18 This was a case where the cheques had been clearly
issued for the payment of what was agreed to be due and payable,
and that the payment would be received by the complainant on a
future date, was only an arrangement arrived at by the parties, by
mutual consent. It was, infact, not necessary for the Magistrate to
have gone into the finer aspects of the matter in the prosecution in
respect of an offence punishable under Section 138 of the N.I.Act,
when, as per the notion of the parties, when the cheques were
given and when the transaction was completed, the accused were
liable to pay the amount. There is no dispute that as per the
notion of the accused themselves, at that time, the amount was
due and payable to the complainant; and their claim is only that
the subsequent revelation made them realize that, that amount
should not be paid to the complainant. If that was so, the proper
course for the accused persons would not be to stop the payment
of the cheques, but to raise the issue directly by approaching the
civil court and claiming refund of the excess amount, if any, paid
to the complainant.
19 The order of acquittal, as recorded by the Magistrate,
is not proper and legal. The accusation against the respondents
had been proved and they were liable to be convicted.
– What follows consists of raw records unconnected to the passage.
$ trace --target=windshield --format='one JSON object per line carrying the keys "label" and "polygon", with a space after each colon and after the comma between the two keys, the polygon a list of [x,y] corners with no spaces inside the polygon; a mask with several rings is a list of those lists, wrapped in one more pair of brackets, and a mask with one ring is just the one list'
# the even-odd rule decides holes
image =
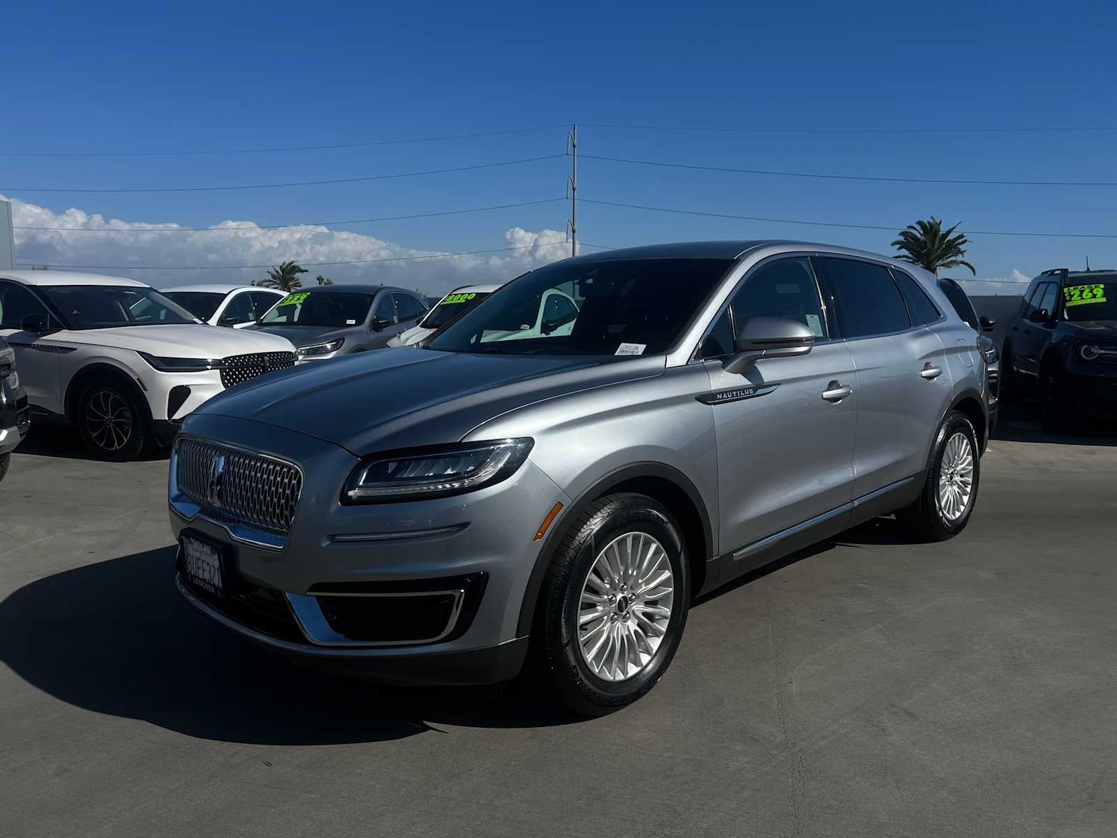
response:
{"label": "windshield", "polygon": [[1100,283],[1070,279],[1063,286],[1062,299],[1062,316],[1071,323],[1117,320],[1117,278]]}
{"label": "windshield", "polygon": [[211,291],[169,291],[163,296],[185,308],[198,320],[209,320],[226,295]]}
{"label": "windshield", "polygon": [[47,285],[44,293],[70,328],[197,323],[185,308],[154,288],[123,285]]}
{"label": "windshield", "polygon": [[447,294],[441,302],[430,310],[419,325],[423,328],[440,328],[455,317],[458,317],[488,296],[488,292],[461,292]]}
{"label": "windshield", "polygon": [[431,339],[442,352],[666,352],[729,259],[560,261],[505,285]]}
{"label": "windshield", "polygon": [[334,326],[345,328],[364,323],[372,294],[300,291],[288,294],[264,315],[261,326]]}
20 At this stage, I have heard the learned counsel for the
parties on the question of sentence. In the facts and
circumstances of the case, I do not think that a sentence of
imprisonment is called for. It is not disputed before me that the
accused persons are an association of persons, who had entered
into the relevant transaction with the complainant, and that,
though the cheques had been signed only by accused no.1, the
other accused are also jointly and severally liable to pay the
amount of the said cheques. Infact, that position is accepted by
the accused themselves before me.
21 The appeal is allowed.
The impugned judgment and order of acquittal is set
aside.
Respondent nos.1, 2 and 3 are convicted of an offence
punishable under Section 138 of the Negotiable
Instruments Act, and each of them is sentenced to pay
a fine of Rs.3,75,000/ (Rupees Three Lac Seventy Five
Thousand Only), in default, to suffer Simple
Imprisonment for Four (4) months.
If the fine is realized, an amount of Rs.11,00,000/
(Rupees Eleven Lac Only) therefrom, shall be paid to
the appellant as compensation.
On the oral prayer of the learned counsel for
respondent nos.1 and 2, time of eight weeks from
today, is granted to the respondents to pay the amount
of fine.
The appeal is disposed of in the aforesaid terms.